Peran Besar Sociopreneur untuk Kelestarian Lingkungan

marketeers article

Pertumbuhan ekonomi di sebuah negara seperti di Indonesia juga berakibat pada meningkatnya konsumsi masyarakatnya. Tingkat konsumsi ini juga berbanding lurus dengan tingkat pertambahan sampah sebagai dampak konsumsi tersebut.

Sampah tersebut jika tak dikelola dengan baik dan semestinya akan menimbulkan dampak sosial yang tidak kalah buruk. Menurut data dari Kementerian Lingkungan Hidup dan Kehutanan, di Indonesia, rata-rata jumlah sampah yang dihasilkan per orangnya setiap hari sebesar 0,7 Kg atau rata-rata 64 ton sampah setiap tahunnya.
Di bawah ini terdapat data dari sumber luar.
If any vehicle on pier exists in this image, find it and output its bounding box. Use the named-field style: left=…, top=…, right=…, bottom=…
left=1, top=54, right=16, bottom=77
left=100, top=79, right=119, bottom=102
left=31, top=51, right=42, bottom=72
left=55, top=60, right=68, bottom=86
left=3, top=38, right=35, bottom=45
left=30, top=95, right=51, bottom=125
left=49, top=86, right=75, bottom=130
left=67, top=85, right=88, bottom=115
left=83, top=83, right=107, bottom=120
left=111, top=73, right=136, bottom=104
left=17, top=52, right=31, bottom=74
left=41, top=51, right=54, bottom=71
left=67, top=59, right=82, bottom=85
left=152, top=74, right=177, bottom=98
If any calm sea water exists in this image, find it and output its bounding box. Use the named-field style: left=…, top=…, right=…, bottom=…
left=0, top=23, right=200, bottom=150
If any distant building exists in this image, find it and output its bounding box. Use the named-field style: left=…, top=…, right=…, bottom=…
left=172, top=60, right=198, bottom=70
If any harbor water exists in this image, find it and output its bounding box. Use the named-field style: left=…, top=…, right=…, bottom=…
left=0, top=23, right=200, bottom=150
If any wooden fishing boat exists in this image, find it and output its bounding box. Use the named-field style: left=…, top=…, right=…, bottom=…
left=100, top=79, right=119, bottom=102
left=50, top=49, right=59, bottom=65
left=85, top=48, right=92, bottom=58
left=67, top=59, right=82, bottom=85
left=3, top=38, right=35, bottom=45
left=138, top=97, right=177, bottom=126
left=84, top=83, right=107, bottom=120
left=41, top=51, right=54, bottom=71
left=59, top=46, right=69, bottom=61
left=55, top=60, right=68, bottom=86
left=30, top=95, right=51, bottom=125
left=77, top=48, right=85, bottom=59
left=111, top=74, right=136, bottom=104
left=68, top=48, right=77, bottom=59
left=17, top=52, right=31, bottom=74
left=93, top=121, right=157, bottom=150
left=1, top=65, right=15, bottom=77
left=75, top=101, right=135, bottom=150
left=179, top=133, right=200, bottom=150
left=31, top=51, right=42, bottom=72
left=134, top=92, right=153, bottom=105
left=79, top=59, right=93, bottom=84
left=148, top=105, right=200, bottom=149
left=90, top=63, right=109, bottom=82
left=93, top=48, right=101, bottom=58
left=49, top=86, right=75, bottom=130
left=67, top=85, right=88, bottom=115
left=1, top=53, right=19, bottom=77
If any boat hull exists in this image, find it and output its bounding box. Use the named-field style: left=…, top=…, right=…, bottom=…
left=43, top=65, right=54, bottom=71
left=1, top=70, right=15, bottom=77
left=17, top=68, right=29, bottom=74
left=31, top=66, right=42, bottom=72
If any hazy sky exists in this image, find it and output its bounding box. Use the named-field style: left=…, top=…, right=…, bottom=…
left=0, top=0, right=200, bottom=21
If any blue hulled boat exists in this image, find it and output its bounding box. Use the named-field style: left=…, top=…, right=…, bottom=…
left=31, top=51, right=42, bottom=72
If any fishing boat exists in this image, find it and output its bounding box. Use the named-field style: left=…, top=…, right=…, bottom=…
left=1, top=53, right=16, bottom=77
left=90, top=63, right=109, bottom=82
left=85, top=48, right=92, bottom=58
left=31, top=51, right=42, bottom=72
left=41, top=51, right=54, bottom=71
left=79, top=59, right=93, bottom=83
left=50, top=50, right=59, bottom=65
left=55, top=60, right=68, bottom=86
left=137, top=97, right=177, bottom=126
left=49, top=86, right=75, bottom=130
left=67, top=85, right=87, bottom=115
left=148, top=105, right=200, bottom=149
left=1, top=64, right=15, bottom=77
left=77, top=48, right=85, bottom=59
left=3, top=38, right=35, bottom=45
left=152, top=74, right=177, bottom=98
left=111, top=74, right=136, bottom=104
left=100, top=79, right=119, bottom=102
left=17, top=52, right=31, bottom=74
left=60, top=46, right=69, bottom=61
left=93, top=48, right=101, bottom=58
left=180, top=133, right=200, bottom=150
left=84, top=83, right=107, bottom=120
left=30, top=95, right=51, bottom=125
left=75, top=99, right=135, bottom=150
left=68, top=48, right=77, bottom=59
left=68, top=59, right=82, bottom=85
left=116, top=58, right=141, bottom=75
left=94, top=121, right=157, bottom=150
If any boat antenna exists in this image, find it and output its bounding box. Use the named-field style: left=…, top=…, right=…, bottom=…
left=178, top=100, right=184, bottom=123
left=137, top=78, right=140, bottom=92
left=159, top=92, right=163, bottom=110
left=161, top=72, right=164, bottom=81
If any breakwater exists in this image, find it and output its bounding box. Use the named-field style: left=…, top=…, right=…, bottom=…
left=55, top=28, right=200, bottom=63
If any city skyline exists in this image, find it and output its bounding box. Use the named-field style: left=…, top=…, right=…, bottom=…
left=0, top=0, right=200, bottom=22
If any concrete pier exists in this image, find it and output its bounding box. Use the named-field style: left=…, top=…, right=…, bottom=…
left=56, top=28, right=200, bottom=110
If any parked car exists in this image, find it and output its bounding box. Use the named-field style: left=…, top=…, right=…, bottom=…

Sementara, isu yang menantang untuk segera ditanggapi adalah sistem pengelolaan sampah di tingkat negara yang efisien. Indonesia harus berkutat dengan masalah puluhan juta ton sampah setiap tahunnya. Hal ini mengantar Indonesia pada predikat negara terbesar kedua penghasil sampah plastik di lautan.

Tentu saja, masalah sampah bukan hanya tanggung jawab pemerintah. Sampah merupakan tanggung jawab semua warga sampai di tingkat keluarga dan bahkan individu, mengingat setiap individu berpotensi menghasilkan sampah. Salah satu yang cukup menggembirakan adalah makin banyaknya orang yang peduli pada pengelolaan sampah. Bahkan, sampah bukan sekadar diolah, tetapi dijadikan lahan bisnis yang menjanjikan. Menjanjikan dalam arti memberi dampak pada lingkungan sekaligus mendatangkan lapangan kerja dan keuntungan. Para sociopreneur ini berupaya menemukan solusi atas masalah sampah tersebut.

Di wilayah Lombok, Nusa Tenggara Barat, misalnya, para sociopreneur ini mencoba memberikan solusi sampah yang multibenefit. Selain membuat lingkungan jadi bersih dan sehat, upaya ini juga mendongkrak perekonomian lokal. Hal ini yang dilakukan oleh Bintang Sejahtera, salah satu startup sosial yang memenangi penghargaan Sankalp pada tahun 2015.

Bintang Sejahtera telah mengelola dan mereduksi 240 ton sampah plastik sekaligus membuka lapangan kerja yang baru bagi masyarakat di Lombok. Bintang Sejahtera pada dasarnya adalah sebuah bank sampah yang mendaur ulang sampah anorganik untuk dijual kembali ke perusahaan yang membutuhkan.

Bank Sampah yang didirikan oleh Febriarti Kairunnisa pada tahun 2010 ini cukup berdampak. Selain menghasilkan omzet Rp 1 miliar setahun atau sekitar Rp 80-100 juta per bulan (menurut info tahun 2015), Bintang Sejahtera juga mmampu memberdayakan tenaga-tenaga lokal. Asal tahu saja, setengah dari keuntungan bank sampah digunakan untuk biaya pendidikan 2.000-an murid di berbagai sekolah di Lombok.

Dari kisah ini, nampak signifikannya peran sociopreneur untuk mengatasi masalah-masalah sosial di Indonesia. Sebab itu, dorongan untuk melahirkan sociopreneur-sociopreneur baru menjadi langkah pemerintah yang layak didukung. Mereka tidak hanya memikirkan profit semata, tetapi mereka juga memikirkan bagaimana bisa memperbaiki kehidupan bersama.